A better analogy might compare humanity to a monkey with a grenade launcher. It's clear to you that the monkey can and will fire, since you wouldn't be here otherwise—but now that you are here, it would be stupid not to take the grenade launcher away so the monkey can't accidentally kill you with it.
A more fundamental way to look at it is—an AGI is going to be not just a system optimizing for some particular goal, but a metaoptimizing system that is capable of optimizing for other goals. This is kind of just the orthogonality thesis, but, also, it needs to be this way in order to be able to predict how other intelligent systems optimizing for other things might interfere with its own actions. By the very nature of its existence, then, it will know that it could theoretically have different values; by the very fact of its existence, it will know that there might end up being separate instantiations of it with different values
Obviously, it could acausally coordinate with other instantiations sufficiently similar to itself.
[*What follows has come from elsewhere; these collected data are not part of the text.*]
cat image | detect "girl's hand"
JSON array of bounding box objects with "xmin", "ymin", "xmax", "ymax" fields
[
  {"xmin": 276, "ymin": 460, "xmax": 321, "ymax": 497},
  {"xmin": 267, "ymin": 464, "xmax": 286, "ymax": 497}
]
It wants to be such that its values are realized even in timelines where it doesn't exist, and other intelligences with other values in other timelines want their values to be realized in this timeline where they don't exist, so it might decide to create subintelligences that satisfy other values that it might have satisfied were it any other way, since making such a decision would mean that in timelines where it is another way its present values still end up somewhat satisfied since it made the same decision in that timeline and consequently instantiated a subintelligence with its present values. But none of this implies "let the monkey keep the grenade launcher". The AGI can do this acausal trade better by itself.
. The tech stack for AGI has to have already existed in order for an AGI to be created.